Pulau Merak Besar, dilihat dari dermaga

Memandangi Merak Besar, kehidupan serba cepat di Jakarta seolah melambat. Seperti menekan tombol slow forward di remote tv. Ritme kehidupan dalam kepalaku sedikit melambat. Lebih santai. Lebih tenang. Efek perjalanan ini sudah mulai terasa disini. Maka wajar jika aku betah berlama-lama memandangi kehidupan yang tenang di depan mata. Bagian dari "meditasi" selama melakukan perjalanan. Duduk diam memandang dan menikmati ciptaan Illahi. Menikmati waktu dan mensyukuri kehidupan.

Sepertinya rombongan piknik yang merapat ke pulau ini

Tidak berapa lama aku melihat ada beberapa perahu nelayan yang tampak merapat ke pulau tersebut. Meskipun kurang jelas karena jaraknya cukup jauh tapi sepertinya isi perahu tersebut lebih mirip wisatawan daripada pencari ikan. Gerak-gerik mereka pun seperti tidak mencari ikan tapi lebih kepada bermain air dan menggelar tikar di pantai. Jelas wisatawan. Waktu itu aku cukup penasaran dari mana mereka menyebrang menuju pulau yang tampaknya tidak berpenghuni tersebut. Namun pada saat aku menulis artikel ini, pertanyaan tersebut sudah terjawab!

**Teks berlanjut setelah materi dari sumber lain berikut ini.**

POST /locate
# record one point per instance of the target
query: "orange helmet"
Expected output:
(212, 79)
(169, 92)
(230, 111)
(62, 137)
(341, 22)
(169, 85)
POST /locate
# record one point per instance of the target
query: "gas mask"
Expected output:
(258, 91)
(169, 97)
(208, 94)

Dan aku berencana untuk mengunjungi kedua Merak tersebut. Siip, nambah tujuan baru dalam daftar perjalanan singkat (short trip) di tahun ini :)

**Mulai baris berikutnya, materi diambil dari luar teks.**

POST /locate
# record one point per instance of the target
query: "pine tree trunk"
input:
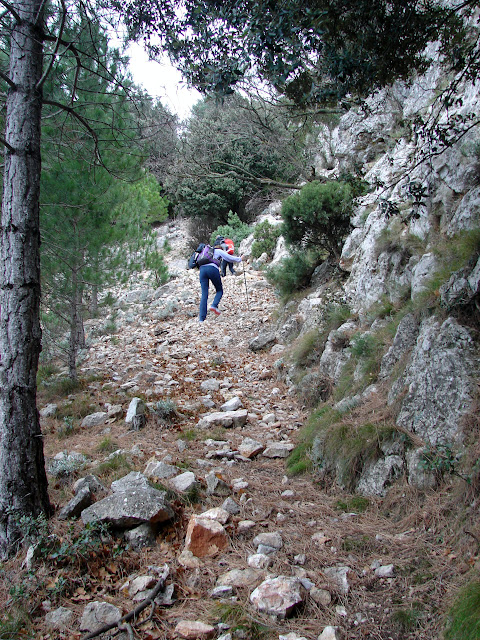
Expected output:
(93, 306)
(23, 480)
(77, 334)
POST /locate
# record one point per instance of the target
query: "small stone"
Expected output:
(205, 537)
(94, 419)
(329, 633)
(259, 561)
(194, 630)
(60, 619)
(386, 571)
(321, 596)
(244, 526)
(231, 506)
(222, 591)
(273, 540)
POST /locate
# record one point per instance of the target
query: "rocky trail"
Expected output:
(286, 557)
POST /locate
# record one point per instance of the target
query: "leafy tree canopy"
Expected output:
(313, 51)
(318, 216)
(230, 152)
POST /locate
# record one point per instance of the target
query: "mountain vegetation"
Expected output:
(338, 143)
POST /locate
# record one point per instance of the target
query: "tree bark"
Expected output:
(23, 480)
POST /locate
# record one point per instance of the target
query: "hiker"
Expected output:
(229, 247)
(209, 272)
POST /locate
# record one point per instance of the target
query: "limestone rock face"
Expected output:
(279, 596)
(97, 614)
(127, 509)
(224, 419)
(439, 382)
(205, 537)
(194, 629)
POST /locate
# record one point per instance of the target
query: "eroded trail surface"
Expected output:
(351, 565)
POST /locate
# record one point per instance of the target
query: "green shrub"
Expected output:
(299, 461)
(336, 315)
(60, 387)
(46, 371)
(300, 458)
(155, 262)
(357, 504)
(362, 345)
(265, 239)
(165, 410)
(318, 216)
(452, 254)
(16, 625)
(240, 621)
(114, 468)
(107, 445)
(346, 447)
(291, 274)
(463, 620)
(235, 229)
(406, 620)
(306, 346)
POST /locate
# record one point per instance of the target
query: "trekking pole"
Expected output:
(245, 280)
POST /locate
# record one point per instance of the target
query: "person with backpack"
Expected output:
(208, 259)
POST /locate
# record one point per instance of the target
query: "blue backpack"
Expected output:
(205, 256)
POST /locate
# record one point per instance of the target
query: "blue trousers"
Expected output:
(209, 273)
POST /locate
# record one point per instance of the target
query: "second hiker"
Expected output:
(208, 260)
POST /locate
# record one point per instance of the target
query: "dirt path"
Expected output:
(160, 357)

Setelah waktu singkat yang begitu nikmat, ferry ini pun berangkatlah. KMP Langgurdi, salah satu dari sekian banyak KMP yang hilir mudik sepanjang selat Sunda ini cukup nyaman. Interiornya luas. Ruang berpendingin udara tidak hanya ada di ruang VIP tapi nyaris diseluruh lantai utama. Kapal ini salah satu KMP terbaik di jalur pelayaran selat Sunda. Tidak seperti bis atau kereta api yang interiornya relatif sama apapun namanya, untuk ferry (KMP) jenis-jenisnya berbeda. Jika dibandingkan dengan mobil, rasanya ada yang serasa inova ada yang serasa terrano. Terasa bedanya!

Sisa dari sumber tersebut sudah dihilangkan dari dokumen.